The men were part of a larger group of 34 who were buried alive when an Allied shell exploded above the tunnel in 1918 causing it to cave in.

Thirteen bodies were recovered from the underground shelter but the remaining men had to be left under a mountain of mud as it was too dangerous to retrieve them.

Nearly a century later French archaeologists stumbled upon the mass grave on the former Western Front during excavation work for a road building project.

Many of the skeletal remains were found in the same positions the men had been in at the time of the collapse, prompting experts to liken the scene to Pompeii.

A number of the soldiers were discovered sitting upright on a bench, one was lying in his bed and another was in the foetal position having been thrown down a flight of stairs. 

As well as the bodies, poignant personal effects such as boots, helmets, weapons, wine bottles, spectacles, wallets, pipes, cigarette cases and pocket books were also found.

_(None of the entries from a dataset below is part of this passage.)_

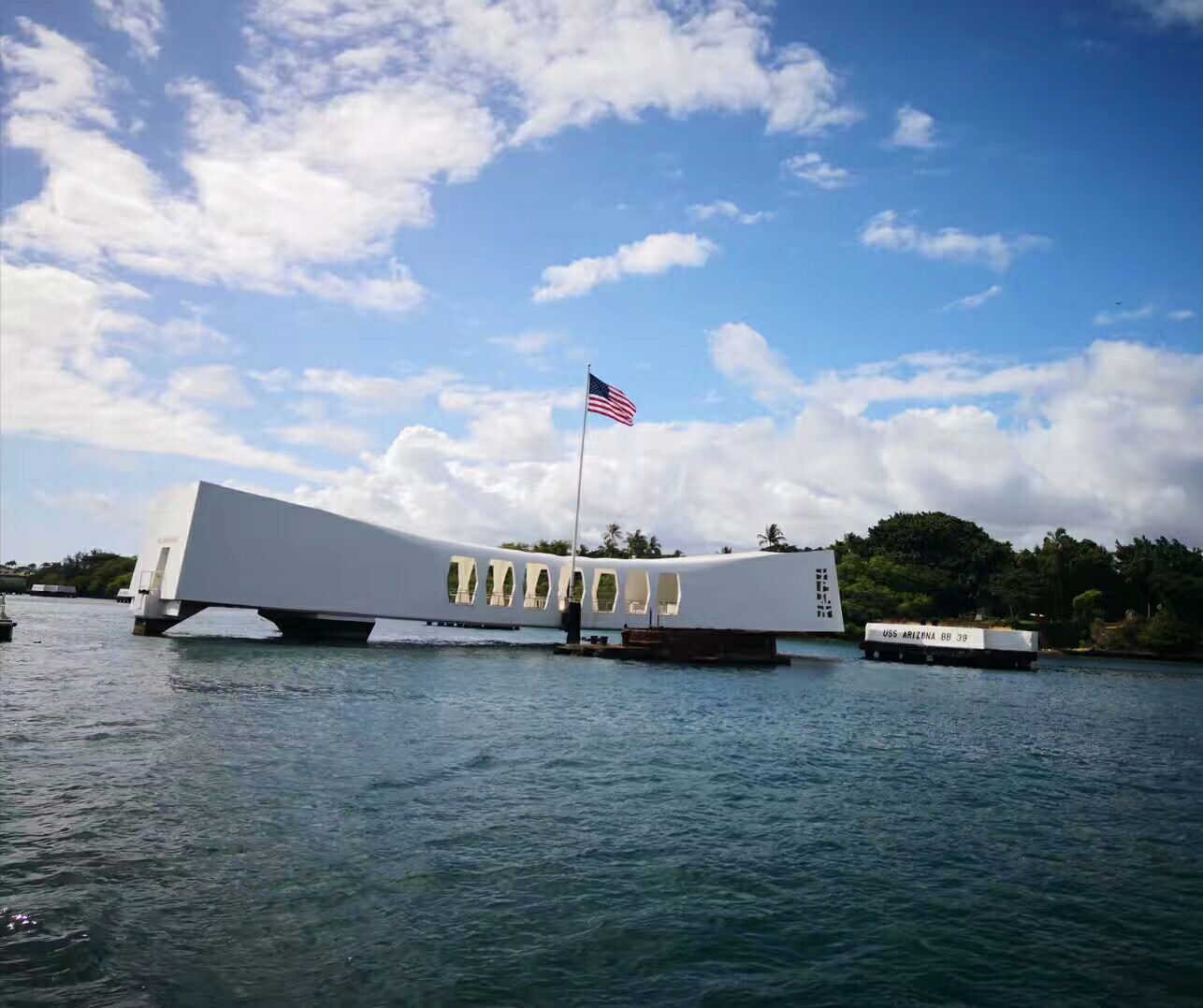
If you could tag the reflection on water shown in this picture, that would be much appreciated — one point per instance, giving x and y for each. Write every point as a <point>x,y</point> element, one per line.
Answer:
<point>205,819</point>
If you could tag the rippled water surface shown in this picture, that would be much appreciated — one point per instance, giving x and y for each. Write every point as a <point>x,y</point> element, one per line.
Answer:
<point>209,820</point>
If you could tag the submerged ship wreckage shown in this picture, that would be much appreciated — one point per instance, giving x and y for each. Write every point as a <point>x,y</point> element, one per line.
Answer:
<point>323,576</point>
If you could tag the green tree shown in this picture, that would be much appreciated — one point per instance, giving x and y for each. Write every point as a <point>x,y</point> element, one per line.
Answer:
<point>959,554</point>
<point>1167,633</point>
<point>773,539</point>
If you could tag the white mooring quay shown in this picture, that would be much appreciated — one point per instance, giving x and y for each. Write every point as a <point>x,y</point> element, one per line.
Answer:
<point>322,575</point>
<point>940,645</point>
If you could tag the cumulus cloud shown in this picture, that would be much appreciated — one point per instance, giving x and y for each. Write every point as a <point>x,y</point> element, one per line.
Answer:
<point>812,168</point>
<point>972,301</point>
<point>141,20</point>
<point>726,209</point>
<point>889,231</point>
<point>913,128</point>
<point>647,256</point>
<point>353,112</point>
<point>569,63</point>
<point>1102,441</point>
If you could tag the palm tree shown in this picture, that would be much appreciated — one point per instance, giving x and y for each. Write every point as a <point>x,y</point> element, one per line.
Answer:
<point>610,540</point>
<point>773,538</point>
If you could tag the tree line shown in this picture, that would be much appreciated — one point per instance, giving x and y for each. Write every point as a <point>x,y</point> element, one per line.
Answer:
<point>95,572</point>
<point>1140,596</point>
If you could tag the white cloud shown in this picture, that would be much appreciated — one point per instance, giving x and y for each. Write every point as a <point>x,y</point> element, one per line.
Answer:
<point>274,194</point>
<point>744,356</point>
<point>62,381</point>
<point>1113,318</point>
<point>340,438</point>
<point>92,502</point>
<point>219,384</point>
<point>1102,441</point>
<point>1170,13</point>
<point>972,301</point>
<point>354,112</point>
<point>390,395</point>
<point>888,231</point>
<point>569,63</point>
<point>54,77</point>
<point>647,256</point>
<point>726,209</point>
<point>812,168</point>
<point>530,347</point>
<point>529,344</point>
<point>913,128</point>
<point>141,20</point>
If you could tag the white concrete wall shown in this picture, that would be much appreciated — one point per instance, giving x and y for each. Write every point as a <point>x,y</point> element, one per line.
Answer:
<point>243,550</point>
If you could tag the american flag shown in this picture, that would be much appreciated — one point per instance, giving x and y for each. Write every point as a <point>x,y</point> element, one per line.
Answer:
<point>610,402</point>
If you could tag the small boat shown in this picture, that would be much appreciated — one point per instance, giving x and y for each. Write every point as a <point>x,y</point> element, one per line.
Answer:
<point>946,645</point>
<point>7,623</point>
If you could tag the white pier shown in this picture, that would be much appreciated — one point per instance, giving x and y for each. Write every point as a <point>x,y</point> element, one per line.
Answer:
<point>322,575</point>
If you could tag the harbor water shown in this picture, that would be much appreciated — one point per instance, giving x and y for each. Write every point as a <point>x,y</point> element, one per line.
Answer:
<point>203,819</point>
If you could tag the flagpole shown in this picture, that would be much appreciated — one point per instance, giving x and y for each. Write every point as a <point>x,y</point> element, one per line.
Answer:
<point>580,473</point>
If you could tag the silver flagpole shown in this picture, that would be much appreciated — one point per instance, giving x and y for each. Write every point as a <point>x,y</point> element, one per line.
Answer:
<point>580,473</point>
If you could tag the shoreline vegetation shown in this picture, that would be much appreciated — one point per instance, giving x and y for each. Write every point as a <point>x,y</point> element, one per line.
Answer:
<point>1142,598</point>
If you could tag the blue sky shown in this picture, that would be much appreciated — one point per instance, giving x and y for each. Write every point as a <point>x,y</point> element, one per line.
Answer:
<point>847,259</point>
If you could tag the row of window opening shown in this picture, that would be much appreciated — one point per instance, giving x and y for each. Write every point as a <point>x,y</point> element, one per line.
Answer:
<point>500,580</point>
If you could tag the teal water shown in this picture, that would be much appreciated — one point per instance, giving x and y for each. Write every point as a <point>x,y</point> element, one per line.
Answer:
<point>207,820</point>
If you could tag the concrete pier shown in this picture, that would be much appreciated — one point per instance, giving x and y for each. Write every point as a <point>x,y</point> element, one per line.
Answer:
<point>686,646</point>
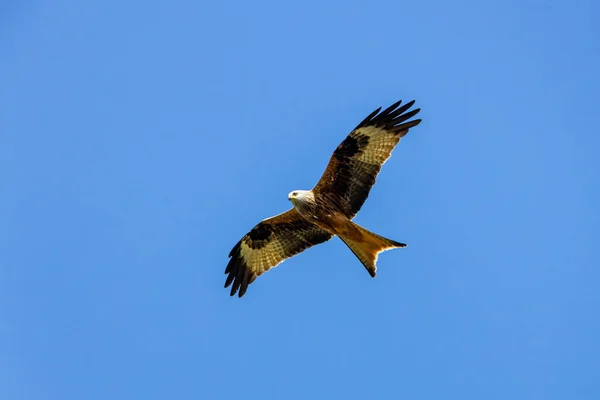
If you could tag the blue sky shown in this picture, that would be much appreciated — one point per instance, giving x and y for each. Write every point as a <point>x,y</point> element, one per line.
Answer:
<point>140,140</point>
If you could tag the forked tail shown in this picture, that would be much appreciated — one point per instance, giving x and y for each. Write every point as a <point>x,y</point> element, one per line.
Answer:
<point>367,245</point>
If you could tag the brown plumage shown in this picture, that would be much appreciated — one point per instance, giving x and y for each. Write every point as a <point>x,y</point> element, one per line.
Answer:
<point>327,209</point>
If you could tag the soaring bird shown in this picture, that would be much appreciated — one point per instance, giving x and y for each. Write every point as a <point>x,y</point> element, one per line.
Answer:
<point>327,209</point>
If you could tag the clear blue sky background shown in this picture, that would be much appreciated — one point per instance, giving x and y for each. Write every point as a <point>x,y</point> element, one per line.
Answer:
<point>140,140</point>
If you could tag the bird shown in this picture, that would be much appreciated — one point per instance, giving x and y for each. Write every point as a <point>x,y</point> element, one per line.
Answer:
<point>327,210</point>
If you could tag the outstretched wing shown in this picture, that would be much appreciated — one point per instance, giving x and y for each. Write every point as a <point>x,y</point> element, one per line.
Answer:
<point>268,244</point>
<point>355,163</point>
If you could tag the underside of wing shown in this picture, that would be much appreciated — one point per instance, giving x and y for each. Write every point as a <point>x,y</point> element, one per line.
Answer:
<point>356,162</point>
<point>268,244</point>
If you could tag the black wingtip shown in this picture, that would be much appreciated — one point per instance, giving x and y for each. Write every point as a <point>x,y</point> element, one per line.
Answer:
<point>392,117</point>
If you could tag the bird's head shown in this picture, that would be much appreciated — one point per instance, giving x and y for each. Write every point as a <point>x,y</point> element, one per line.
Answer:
<point>297,195</point>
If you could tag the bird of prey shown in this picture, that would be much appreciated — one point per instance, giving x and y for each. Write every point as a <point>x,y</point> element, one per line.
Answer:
<point>328,209</point>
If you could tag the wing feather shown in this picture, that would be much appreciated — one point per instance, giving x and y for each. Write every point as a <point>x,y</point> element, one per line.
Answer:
<point>268,244</point>
<point>353,168</point>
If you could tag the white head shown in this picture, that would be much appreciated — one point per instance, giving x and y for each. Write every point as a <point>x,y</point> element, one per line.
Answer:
<point>298,196</point>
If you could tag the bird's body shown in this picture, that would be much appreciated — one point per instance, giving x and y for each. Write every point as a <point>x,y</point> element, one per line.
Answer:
<point>327,210</point>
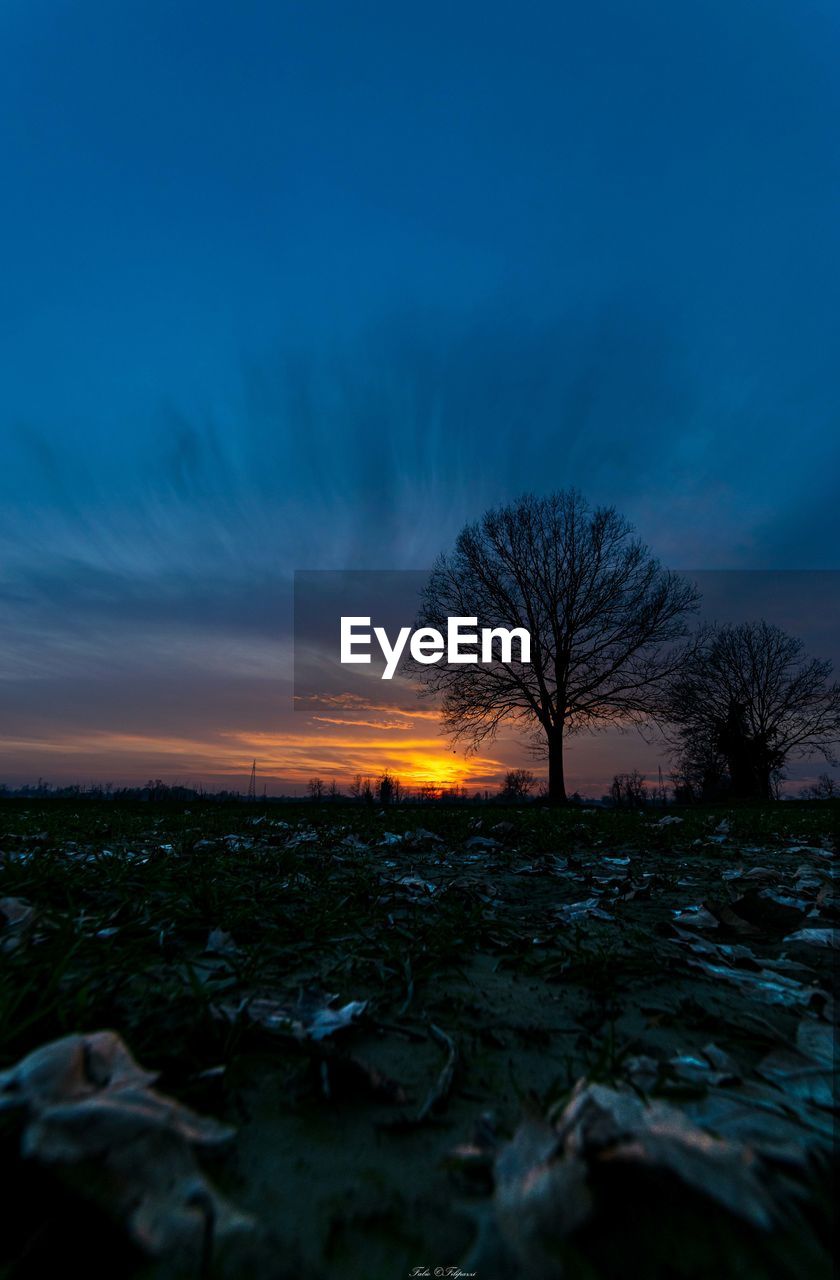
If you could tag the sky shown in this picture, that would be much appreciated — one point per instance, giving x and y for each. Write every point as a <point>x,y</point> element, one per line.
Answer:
<point>310,286</point>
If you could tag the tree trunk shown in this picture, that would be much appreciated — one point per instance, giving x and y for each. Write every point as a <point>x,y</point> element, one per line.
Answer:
<point>556,777</point>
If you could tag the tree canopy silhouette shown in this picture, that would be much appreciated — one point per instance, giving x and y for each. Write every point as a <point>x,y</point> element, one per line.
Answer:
<point>601,611</point>
<point>747,700</point>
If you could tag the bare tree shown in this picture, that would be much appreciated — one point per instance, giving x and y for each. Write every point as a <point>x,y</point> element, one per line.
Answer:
<point>517,785</point>
<point>601,611</point>
<point>388,789</point>
<point>745,702</point>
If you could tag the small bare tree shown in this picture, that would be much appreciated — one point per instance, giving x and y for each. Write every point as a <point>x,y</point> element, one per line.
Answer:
<point>745,702</point>
<point>601,611</point>
<point>517,785</point>
<point>629,790</point>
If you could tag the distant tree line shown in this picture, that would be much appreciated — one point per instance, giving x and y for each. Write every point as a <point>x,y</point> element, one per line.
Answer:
<point>611,645</point>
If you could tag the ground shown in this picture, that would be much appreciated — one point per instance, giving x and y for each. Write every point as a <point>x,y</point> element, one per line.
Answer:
<point>393,1009</point>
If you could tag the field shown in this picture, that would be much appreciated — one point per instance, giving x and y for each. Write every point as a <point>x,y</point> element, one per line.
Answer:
<point>516,1042</point>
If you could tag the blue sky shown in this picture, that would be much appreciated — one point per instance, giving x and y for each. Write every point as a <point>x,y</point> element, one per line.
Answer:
<point>311,284</point>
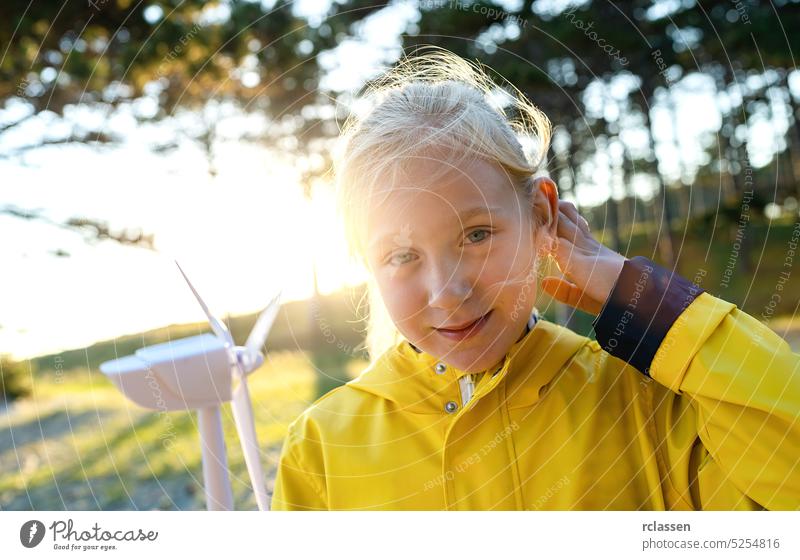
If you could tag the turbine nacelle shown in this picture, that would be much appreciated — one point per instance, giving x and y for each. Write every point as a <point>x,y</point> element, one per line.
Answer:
<point>200,373</point>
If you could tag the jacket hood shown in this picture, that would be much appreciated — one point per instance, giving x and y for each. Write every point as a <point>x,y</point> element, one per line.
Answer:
<point>412,381</point>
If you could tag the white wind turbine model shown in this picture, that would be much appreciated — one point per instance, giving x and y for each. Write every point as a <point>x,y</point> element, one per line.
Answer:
<point>200,373</point>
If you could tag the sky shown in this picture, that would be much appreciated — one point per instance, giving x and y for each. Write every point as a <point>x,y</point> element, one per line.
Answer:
<point>240,236</point>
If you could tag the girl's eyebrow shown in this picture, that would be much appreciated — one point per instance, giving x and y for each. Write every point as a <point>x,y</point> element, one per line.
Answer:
<point>463,216</point>
<point>478,211</point>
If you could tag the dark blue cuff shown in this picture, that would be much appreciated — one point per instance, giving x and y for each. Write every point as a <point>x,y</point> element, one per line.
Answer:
<point>644,303</point>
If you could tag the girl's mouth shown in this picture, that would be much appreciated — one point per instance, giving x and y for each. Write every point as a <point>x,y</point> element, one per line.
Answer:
<point>468,331</point>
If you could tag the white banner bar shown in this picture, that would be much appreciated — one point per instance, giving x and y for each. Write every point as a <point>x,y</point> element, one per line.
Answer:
<point>400,535</point>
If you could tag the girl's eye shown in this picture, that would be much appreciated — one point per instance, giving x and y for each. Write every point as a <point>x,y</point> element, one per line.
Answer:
<point>399,259</point>
<point>486,233</point>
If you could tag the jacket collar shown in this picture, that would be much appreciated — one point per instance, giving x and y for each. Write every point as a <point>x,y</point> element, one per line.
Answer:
<point>412,380</point>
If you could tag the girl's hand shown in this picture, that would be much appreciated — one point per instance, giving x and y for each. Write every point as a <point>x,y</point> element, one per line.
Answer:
<point>590,268</point>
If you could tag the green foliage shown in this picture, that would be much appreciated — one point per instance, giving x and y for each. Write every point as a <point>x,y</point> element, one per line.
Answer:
<point>14,378</point>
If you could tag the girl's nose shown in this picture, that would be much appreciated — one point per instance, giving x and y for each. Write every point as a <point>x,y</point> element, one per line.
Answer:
<point>449,286</point>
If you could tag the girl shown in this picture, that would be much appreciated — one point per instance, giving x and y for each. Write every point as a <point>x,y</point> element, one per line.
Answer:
<point>471,400</point>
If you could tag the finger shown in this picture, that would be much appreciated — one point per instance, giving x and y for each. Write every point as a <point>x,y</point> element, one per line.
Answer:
<point>572,213</point>
<point>568,293</point>
<point>567,227</point>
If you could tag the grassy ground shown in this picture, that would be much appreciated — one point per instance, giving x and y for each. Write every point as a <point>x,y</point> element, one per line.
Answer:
<point>79,445</point>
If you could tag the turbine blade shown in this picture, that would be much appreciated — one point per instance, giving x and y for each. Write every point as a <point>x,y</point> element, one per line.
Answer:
<point>246,428</point>
<point>257,337</point>
<point>217,326</point>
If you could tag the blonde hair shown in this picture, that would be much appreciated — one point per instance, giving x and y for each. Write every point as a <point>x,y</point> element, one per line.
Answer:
<point>435,104</point>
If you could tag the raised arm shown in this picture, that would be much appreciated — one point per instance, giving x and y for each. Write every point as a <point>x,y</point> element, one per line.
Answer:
<point>733,430</point>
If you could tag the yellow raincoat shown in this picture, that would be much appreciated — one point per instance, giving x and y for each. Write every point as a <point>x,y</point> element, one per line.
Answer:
<point>707,418</point>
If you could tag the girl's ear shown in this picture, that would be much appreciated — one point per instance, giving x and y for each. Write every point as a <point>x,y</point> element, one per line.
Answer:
<point>545,207</point>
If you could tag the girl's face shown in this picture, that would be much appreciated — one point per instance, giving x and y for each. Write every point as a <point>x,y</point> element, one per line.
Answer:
<point>461,249</point>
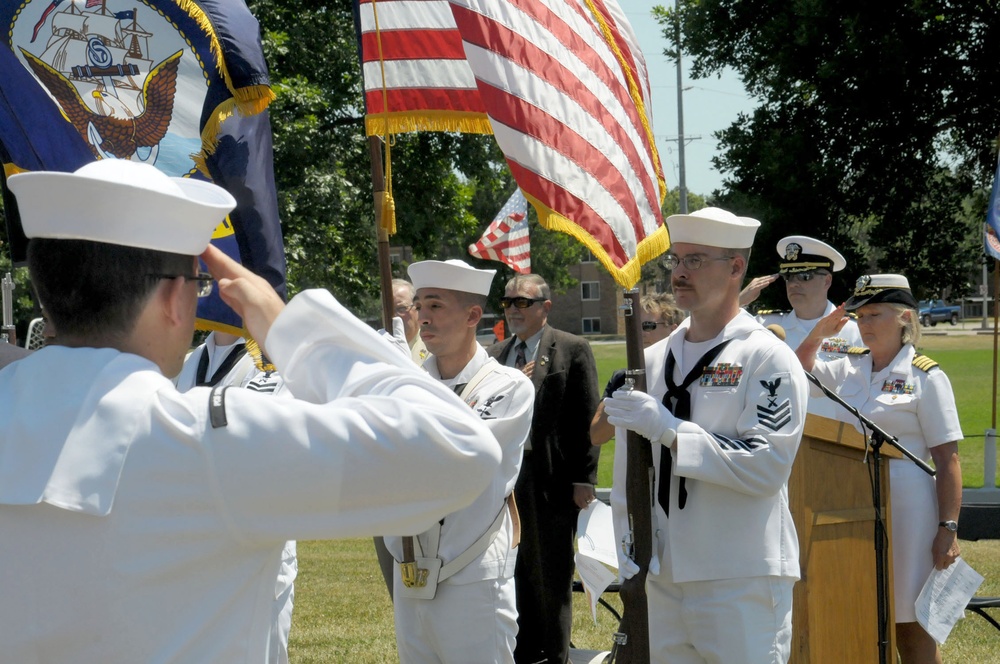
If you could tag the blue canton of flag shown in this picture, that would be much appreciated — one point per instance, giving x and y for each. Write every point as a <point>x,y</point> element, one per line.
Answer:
<point>180,84</point>
<point>991,235</point>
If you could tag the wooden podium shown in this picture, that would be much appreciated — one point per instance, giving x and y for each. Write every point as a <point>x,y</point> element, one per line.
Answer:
<point>830,491</point>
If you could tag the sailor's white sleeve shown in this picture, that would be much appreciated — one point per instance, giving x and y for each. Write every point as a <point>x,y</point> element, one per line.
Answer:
<point>370,444</point>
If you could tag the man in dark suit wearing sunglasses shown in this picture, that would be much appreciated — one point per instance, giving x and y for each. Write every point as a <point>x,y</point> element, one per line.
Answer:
<point>559,468</point>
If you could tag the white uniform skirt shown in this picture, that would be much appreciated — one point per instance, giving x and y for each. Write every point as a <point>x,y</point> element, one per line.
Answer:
<point>914,527</point>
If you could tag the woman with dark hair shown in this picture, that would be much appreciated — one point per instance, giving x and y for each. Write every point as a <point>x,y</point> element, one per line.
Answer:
<point>909,396</point>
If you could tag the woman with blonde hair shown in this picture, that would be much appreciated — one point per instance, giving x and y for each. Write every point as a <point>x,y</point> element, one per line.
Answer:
<point>910,397</point>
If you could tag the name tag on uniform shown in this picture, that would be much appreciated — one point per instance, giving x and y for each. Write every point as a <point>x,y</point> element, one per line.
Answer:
<point>898,386</point>
<point>724,374</point>
<point>835,345</point>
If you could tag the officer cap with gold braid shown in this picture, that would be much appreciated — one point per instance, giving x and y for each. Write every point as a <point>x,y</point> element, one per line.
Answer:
<point>803,254</point>
<point>875,288</point>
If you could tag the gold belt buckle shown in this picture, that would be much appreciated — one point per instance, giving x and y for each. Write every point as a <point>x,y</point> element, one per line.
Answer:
<point>413,576</point>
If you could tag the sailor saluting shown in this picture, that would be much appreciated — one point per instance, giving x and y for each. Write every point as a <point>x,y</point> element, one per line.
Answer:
<point>142,524</point>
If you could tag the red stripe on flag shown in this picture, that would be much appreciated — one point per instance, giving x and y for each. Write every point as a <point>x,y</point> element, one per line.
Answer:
<point>497,38</point>
<point>559,137</point>
<point>571,207</point>
<point>413,45</point>
<point>580,45</point>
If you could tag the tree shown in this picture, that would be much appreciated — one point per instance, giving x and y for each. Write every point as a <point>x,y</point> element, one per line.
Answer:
<point>875,125</point>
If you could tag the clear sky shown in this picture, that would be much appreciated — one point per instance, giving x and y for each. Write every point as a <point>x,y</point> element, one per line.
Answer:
<point>709,104</point>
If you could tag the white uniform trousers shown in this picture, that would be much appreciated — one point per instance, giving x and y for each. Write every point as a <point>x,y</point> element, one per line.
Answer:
<point>729,621</point>
<point>464,623</point>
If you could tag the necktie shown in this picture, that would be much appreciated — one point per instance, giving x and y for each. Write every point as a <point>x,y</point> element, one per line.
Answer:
<point>520,360</point>
<point>682,409</point>
<point>238,351</point>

Even the skeleton of a goat was found, assumed to be a source of fresh milk for the soldiers.

Archaeologists believe the items were so well preserved because hardly any air, water or lights had penetrated the trench.

The 300ft long tunnel was located 18ft beneath the surface near the small town of Carspach in the Alsace region in France. 

http://www.telegraph.co.uk/news/worldnews/europe/germany/9074336/German-soldiers-preserved-in-World-War-I-shelter-discovered-after-nearly-100-years.html

http://www.telegraph.co.uk/news/picturegalleries/worldnews/9074125/German-soldiers-found-entombed-in-a-perfectly-preserved-World-War-One-shelter.html

for more
http://www.spiegel.de/fotostrecke/fotostrecke-74445.html

http://www.dailymail.co.uk/news/article-2099187/Bodies-21-German-soldiers-buried-alive-WW1-trench-perfectly-preserved-94-years-later.html


----------



## qubit (Mar 3, 2012)

Depressing, but interesting.


----------



## FreedomEclipse (Mar 3, 2012)

reminds me of the movie 'DEATHWATCH' with Kris Marshall (aka Nick Harper out of My Family)










for those who dont want to waste 10mins watching then heres the short trailer (it wasnt that good of a movie either - Id put it around the 'Tv Made' grade....Films that are so bad they couldnt get bigger stars to take part)










Except the only difference here is Gerrys aint gonna come back to life.


----------



## twilyth (Mar 3, 2012)

micropage7 said:


> Even the skeleton of a goat was found, assumed to be a source of fresh milk for the soldiers.



Yeah.  Milk.  

Of course.


----------



## qubit (Mar 3, 2012)

And another thing: for this to be reported, the workmen would have to have stopped when they noticed what they were digging into. Makes you wonder how many hundreds of other buried sites there are around the world where they didn't bother and just kept going, doesn't it? Those sites are now lost forever.


----------



## Munki (Mar 3, 2012)

twilyth said:


> Yeah.  Milk.
> 
> Of course.


----------



## Kreij (Mar 3, 2012)

Goat could have been near the opening for chemical detection (goat drops dead, get your mask on NOW).

Sadly enough, as the saying goes, "The only difference between a bunker and a tomb is the exit."


----------



## _JP_ (Mar 3, 2012)

Kreij said:


> Sadly enough, as the saying goes, "The only difference between a bunker and a tomb is the exit."


Not that I disagree with what you said but I believe those were trenches.


----------



## Kreij (Mar 3, 2012)

It's a 300 foot long tunnel according to the OP, not a trench (which would be open air).
Or did I miss something. lol
I'm still a bit foggy these days. :/


----------



## twilyth (Mar 3, 2012)

It was a tunnel.  It collapsed when a shell detonated above them.



> The men were part of a larger group of 34 who were buried alive when an Allied shell exploded above the tunnel in 1918 causing it to cave in.


----------



## FreedomEclipse (Mar 3, 2012)

twilyth said:


> It was a tunnel.  It collapsed when a shell detonated above them.



when it gets shelled it turns into a....


----------